Kovrig previously worked in the Canadian embassy in China, and currently is employed by Crisis Group International, a company that reports on global conflict.
According to Global Affairs, the purpose of a consular visit includes assessing the well-being of the Canadian citizen, providing legal guidance, and providing a link between the Canadian and their loved ones back home.
There were no details on the well-being of Kovrig, who was detained in Beijing.
The government is still pressing China for access to Michael Spavor, the second Canadian detained. He was reportedly detained the in northeastern city of Dandong.
Both Spavor and Kovrig were detained for threats to Chinese national security.
WATCH: Growing concerns about fate of Canadians living in China
The two Canadians were detained in apparent retaliation after Canadian officials arrested Chinese businesswoman Meng Wanzhou on Dec. 1. Meng could be extradited to the U.S. to face charges she and her company Huawei violated sanctions on Iran. China has publicly called for Canada to release Meng, but Canadian officials have said the arrest of Meng is not a political action.
Foreign affairs minister Chrystia Freeland and Defence Minister Harjit Sajjan met with their American counterparts, U.S. Secretary of State Mike Pompeo and Defense Secretary James Mattis to discuss the situation Friday afternoon.
Freeland stated staunchly that Meng’s case and the detainment of the two Canadians are separate issues.
“When it comes to the rule of law and due process in Canada including extradition matters, Canada understands that (it) ought not ever to be politicized or used as tools to resolve other issues,” Freeland said.
She also stressed that Kovrig and Spavor “are human beings” and the government was working hard to free them.
Pompeo said the U.S. government would advocate for the Canadians who “ought to be returned,” calling their detainment “unacceptable.”
He also said they are continuing to “engage through the legal process to get the just outcome” when it comes to Meng’s case. He also said the U.S. is involved in many discussions with the Chinese, including discussions on trade, and that they will follow the rule of law on all discussions.

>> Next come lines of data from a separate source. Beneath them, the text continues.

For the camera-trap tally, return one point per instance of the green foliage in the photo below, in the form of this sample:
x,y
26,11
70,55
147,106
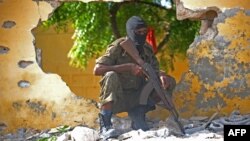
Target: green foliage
x,y
93,31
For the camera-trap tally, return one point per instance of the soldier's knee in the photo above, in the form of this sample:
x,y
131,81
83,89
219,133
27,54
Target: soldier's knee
x,y
172,82
111,75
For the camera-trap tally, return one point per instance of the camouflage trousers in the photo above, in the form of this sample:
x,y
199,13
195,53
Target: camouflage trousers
x,y
123,99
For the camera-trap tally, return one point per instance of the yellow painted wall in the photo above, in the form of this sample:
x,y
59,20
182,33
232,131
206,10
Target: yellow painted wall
x,y
55,47
47,102
218,80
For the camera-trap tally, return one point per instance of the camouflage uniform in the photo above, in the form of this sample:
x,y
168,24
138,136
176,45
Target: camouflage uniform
x,y
124,88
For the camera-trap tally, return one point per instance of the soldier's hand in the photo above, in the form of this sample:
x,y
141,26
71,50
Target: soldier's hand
x,y
136,70
164,80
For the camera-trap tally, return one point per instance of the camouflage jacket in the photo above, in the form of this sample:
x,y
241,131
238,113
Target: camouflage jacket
x,y
115,55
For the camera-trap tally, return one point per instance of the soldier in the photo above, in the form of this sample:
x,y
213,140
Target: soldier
x,y
123,80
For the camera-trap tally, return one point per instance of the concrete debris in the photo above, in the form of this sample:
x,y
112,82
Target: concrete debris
x,y
162,130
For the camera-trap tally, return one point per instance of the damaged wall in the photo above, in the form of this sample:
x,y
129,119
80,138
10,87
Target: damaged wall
x,y
30,97
218,79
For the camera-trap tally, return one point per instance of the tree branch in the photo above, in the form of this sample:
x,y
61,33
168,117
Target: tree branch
x,y
113,11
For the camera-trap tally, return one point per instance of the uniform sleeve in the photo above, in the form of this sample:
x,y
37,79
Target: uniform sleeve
x,y
110,56
153,60
154,63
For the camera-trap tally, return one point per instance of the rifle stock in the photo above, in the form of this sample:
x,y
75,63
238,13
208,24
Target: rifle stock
x,y
153,82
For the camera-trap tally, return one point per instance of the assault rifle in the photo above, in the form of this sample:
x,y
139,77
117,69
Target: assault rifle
x,y
153,83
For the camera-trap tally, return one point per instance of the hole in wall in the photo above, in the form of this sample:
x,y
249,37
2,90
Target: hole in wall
x,y
54,48
23,84
207,20
23,64
8,24
2,126
4,50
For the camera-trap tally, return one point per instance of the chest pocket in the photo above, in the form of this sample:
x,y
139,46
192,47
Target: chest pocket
x,y
128,80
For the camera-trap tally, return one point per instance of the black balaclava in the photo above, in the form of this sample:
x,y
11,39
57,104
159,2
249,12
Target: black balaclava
x,y
132,24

Roland Paris, a former foreign policy adviser to Prime Minister Trudeau, said Freeland and Canadian Defense Minister Harjit Sajjan “should be blunt” with Pompeo and Mattis in Friday’s meeting. “The US should have Canada’s back. We are responding to *your* extradition request,” Paris said in a tweet.
Canadians detained in China ‘unlawful’ and ‘unacceptable’: Pompeo
Earlier in the day, Canadian Minister of Tourism Melanie Joly postponed her upcoming trip to China.